Even if the campaign wins in court, the math is still tight. Recovering the 70,000+ disqualified signatures would be a major legal victory, but the campaign would still need roughly 26,000 additional locally verified signatures to appear in the state’s total. That’s a lot of pieces that all have to fall the right way. The campaign needs wins on multiple fronts at once: the full 12-judge panel rehearing at the 1st District, the state’s verified count catching up to county-level totals, and potentially a Florida Supreme Court appeal if the lower court doesn’t go their way. Any one of those battles going poorly makes the others harder. As of late February 2026, this is still an active legal situation. Nothing is settled. Florida marijuana legalization remains technically alive, but the path is narrow and getting more complicated with each passing week. The financial stakes make it easier to understand why the campaign is fighting this hard rather than folding. Trulieve, Florida’s biggest medical cannabis operator with 163 dispensaries, has put over $52 million into the 2026 effort. That’s on top of more than $145 million they poured into the failed 2024 amendment. Total investment in Florida legalization: over $200 million and counting. The reason the money keeps coming is obvious when you look at the broader market. Florida’s medical program is already massive. But patient growth has been slowing, and adult-use would open the market to millions of non-patients. For companies like Trulieve, whether Florida legalizes marijuana isn’t just a policy question—it’s a business survival question.
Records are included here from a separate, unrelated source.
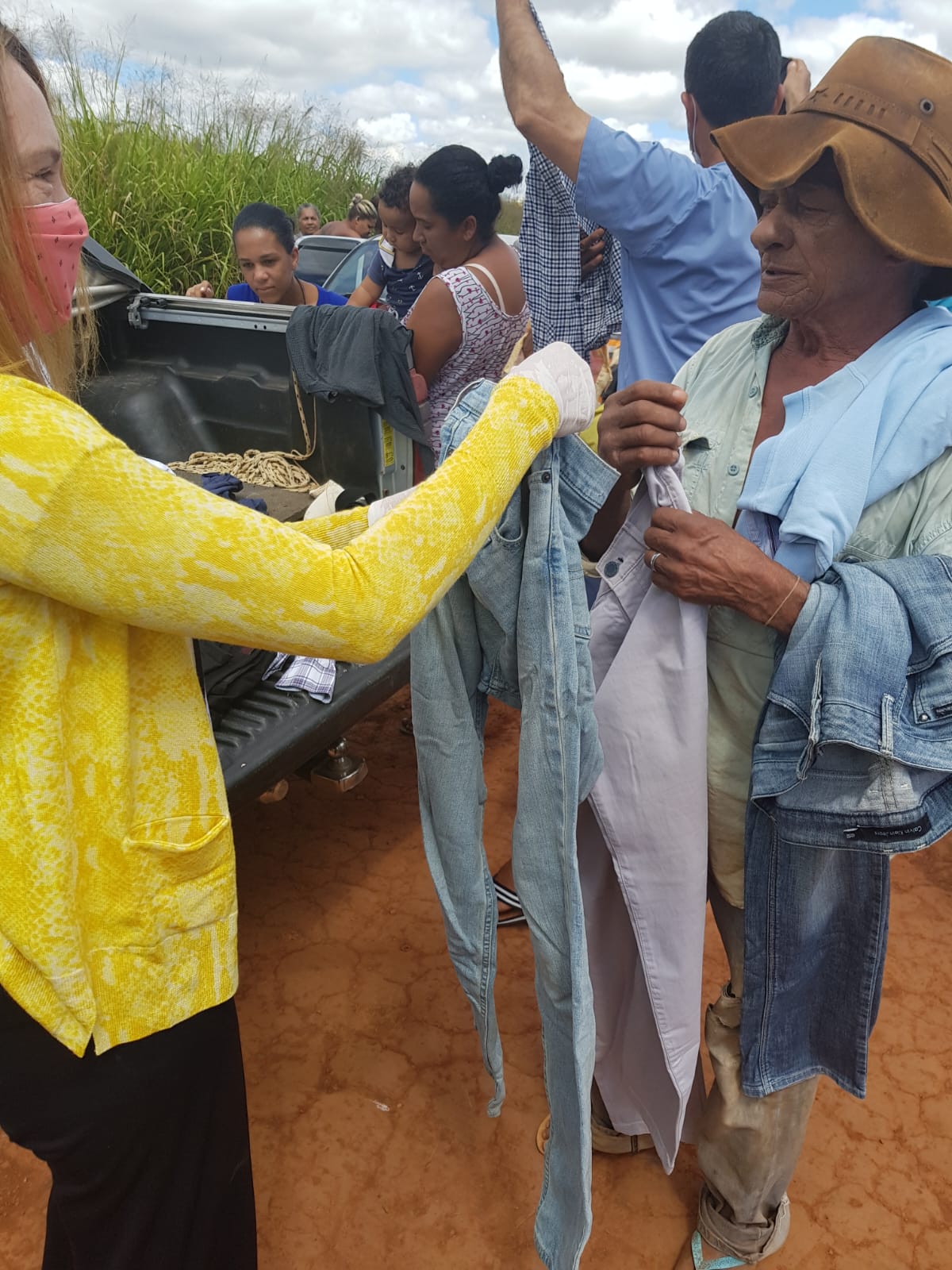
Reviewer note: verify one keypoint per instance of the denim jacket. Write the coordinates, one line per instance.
(517, 626)
(850, 766)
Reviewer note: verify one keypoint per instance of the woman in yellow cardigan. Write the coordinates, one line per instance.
(120, 1054)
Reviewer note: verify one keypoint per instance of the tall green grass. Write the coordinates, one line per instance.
(162, 160)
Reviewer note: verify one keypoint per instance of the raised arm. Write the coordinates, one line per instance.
(535, 89)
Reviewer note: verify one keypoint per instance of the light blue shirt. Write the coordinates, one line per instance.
(850, 441)
(689, 266)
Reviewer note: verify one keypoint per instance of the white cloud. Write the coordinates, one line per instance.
(418, 75)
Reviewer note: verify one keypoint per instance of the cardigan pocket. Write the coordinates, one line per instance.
(187, 870)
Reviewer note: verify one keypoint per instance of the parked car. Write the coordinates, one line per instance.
(321, 254)
(348, 276)
(181, 375)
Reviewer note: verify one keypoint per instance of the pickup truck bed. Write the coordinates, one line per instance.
(183, 375)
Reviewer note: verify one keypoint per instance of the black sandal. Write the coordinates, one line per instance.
(512, 912)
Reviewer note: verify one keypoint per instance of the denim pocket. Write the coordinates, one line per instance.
(932, 695)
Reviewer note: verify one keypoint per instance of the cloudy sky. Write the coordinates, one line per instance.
(418, 74)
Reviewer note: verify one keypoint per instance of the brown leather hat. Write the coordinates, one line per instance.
(885, 114)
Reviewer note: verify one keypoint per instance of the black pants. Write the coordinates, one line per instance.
(148, 1143)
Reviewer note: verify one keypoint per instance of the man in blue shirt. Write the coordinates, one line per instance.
(689, 267)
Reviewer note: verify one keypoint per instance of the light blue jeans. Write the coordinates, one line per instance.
(516, 626)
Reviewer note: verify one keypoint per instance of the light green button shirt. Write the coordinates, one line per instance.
(725, 385)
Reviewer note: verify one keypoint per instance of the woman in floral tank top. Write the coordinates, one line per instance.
(473, 314)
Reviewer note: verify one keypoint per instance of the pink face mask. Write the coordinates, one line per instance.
(57, 233)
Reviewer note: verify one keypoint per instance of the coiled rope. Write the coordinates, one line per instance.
(274, 468)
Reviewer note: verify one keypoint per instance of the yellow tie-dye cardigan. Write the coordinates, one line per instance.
(117, 874)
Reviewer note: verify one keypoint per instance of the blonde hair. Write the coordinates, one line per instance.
(25, 349)
(362, 210)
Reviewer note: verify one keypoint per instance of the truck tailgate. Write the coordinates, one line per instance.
(271, 733)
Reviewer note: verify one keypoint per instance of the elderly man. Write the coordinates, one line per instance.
(854, 192)
(683, 225)
(308, 220)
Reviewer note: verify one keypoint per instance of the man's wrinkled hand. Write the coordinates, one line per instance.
(704, 562)
(592, 252)
(640, 429)
(797, 84)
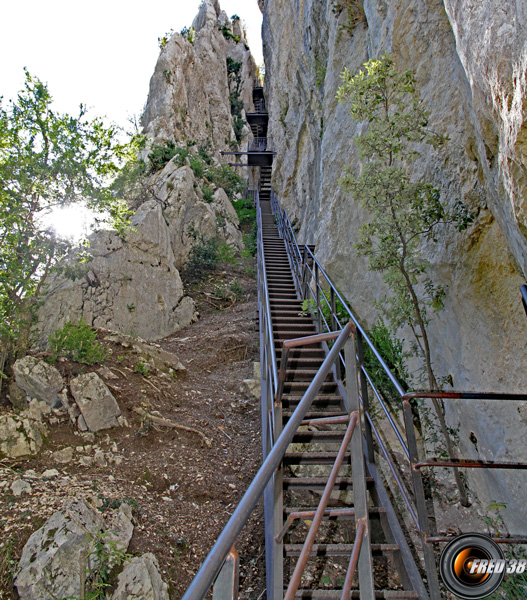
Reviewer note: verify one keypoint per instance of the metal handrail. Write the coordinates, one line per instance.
(267, 326)
(216, 557)
(307, 273)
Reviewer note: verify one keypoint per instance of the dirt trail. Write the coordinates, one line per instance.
(181, 490)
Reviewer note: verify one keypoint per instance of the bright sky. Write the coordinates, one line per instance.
(102, 52)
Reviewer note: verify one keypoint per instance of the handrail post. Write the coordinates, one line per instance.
(227, 584)
(319, 316)
(358, 473)
(420, 501)
(370, 455)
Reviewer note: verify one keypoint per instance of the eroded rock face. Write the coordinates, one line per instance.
(189, 91)
(54, 555)
(469, 62)
(96, 403)
(132, 285)
(141, 580)
(38, 379)
(20, 435)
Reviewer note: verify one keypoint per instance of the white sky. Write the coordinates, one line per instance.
(102, 52)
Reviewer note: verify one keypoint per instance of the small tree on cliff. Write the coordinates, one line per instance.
(47, 160)
(404, 213)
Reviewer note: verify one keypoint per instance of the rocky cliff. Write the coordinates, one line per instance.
(133, 284)
(470, 62)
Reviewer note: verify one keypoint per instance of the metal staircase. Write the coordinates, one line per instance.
(330, 527)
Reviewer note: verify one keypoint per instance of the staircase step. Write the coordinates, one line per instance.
(335, 549)
(337, 594)
(319, 483)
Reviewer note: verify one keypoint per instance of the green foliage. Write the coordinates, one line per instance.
(142, 368)
(163, 41)
(391, 350)
(47, 160)
(203, 153)
(237, 289)
(309, 306)
(228, 35)
(208, 194)
(404, 213)
(197, 166)
(180, 156)
(205, 256)
(76, 341)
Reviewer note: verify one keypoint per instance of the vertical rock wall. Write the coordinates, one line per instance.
(133, 285)
(469, 58)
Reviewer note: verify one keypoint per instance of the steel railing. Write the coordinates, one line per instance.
(223, 547)
(260, 144)
(329, 308)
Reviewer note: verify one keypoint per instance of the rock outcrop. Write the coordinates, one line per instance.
(56, 555)
(38, 379)
(133, 284)
(140, 580)
(98, 407)
(470, 62)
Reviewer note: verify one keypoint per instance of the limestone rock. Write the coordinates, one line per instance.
(38, 379)
(63, 456)
(469, 58)
(98, 406)
(132, 285)
(141, 580)
(162, 359)
(54, 555)
(17, 397)
(20, 435)
(189, 90)
(20, 487)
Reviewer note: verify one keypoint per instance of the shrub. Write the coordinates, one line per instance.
(197, 166)
(161, 155)
(391, 350)
(180, 156)
(77, 342)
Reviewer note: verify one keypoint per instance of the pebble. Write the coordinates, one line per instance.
(63, 456)
(50, 473)
(19, 487)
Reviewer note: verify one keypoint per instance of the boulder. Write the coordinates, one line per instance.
(141, 580)
(56, 554)
(39, 380)
(20, 435)
(98, 406)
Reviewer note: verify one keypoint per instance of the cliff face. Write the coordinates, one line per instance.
(133, 285)
(470, 63)
(189, 90)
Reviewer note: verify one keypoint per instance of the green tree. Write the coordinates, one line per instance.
(47, 160)
(404, 213)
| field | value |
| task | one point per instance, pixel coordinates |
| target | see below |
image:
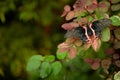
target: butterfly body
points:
(85, 32)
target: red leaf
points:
(67, 26)
(96, 44)
(63, 45)
(67, 8)
(89, 61)
(95, 65)
(70, 15)
(72, 53)
(62, 50)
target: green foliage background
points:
(27, 27)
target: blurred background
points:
(28, 27)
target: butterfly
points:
(93, 29)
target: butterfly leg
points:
(88, 38)
(93, 31)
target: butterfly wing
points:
(98, 25)
(78, 32)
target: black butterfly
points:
(82, 32)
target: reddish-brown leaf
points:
(72, 53)
(70, 15)
(67, 26)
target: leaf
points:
(45, 69)
(2, 17)
(96, 44)
(115, 20)
(56, 67)
(117, 33)
(105, 34)
(49, 58)
(117, 76)
(72, 53)
(34, 63)
(70, 15)
(115, 7)
(61, 55)
(37, 58)
(33, 66)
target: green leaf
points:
(49, 58)
(105, 34)
(61, 55)
(117, 76)
(115, 20)
(89, 18)
(34, 63)
(45, 69)
(2, 17)
(37, 58)
(33, 66)
(56, 68)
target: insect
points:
(84, 32)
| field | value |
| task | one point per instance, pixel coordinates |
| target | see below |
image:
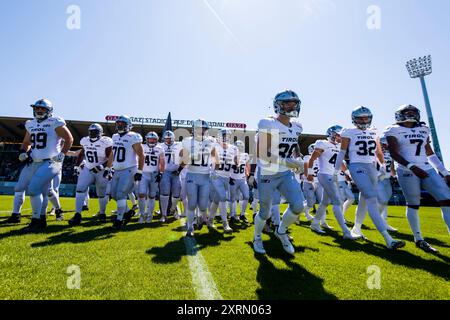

Here’s where things stand. Recreational weed is not legal in Florida today. The campaign to put it on the 2026 ballot hit the deadline with fewer verified signatures than the state required, and officials declared it over. The campaign disagrees, has evidence that the state’s count wasn’t accurate, and is fighting in court to change the outcome. Whether they win matters beyond Florida. If a majority-popular legalization effort can be blocked through signature disputes, new election laws, and executive opposition, it raises real questions about how durable the ballot initiative process is as a tool for cannabis reform in states with hostile governments. If they do win—and it’s not impossible—it resets the table and puts a legalization vote back in front of Florida voters in November. For now, Florida marijuana legalization is unresolved, and what happens next in the courts will tell us a lot about where this goes.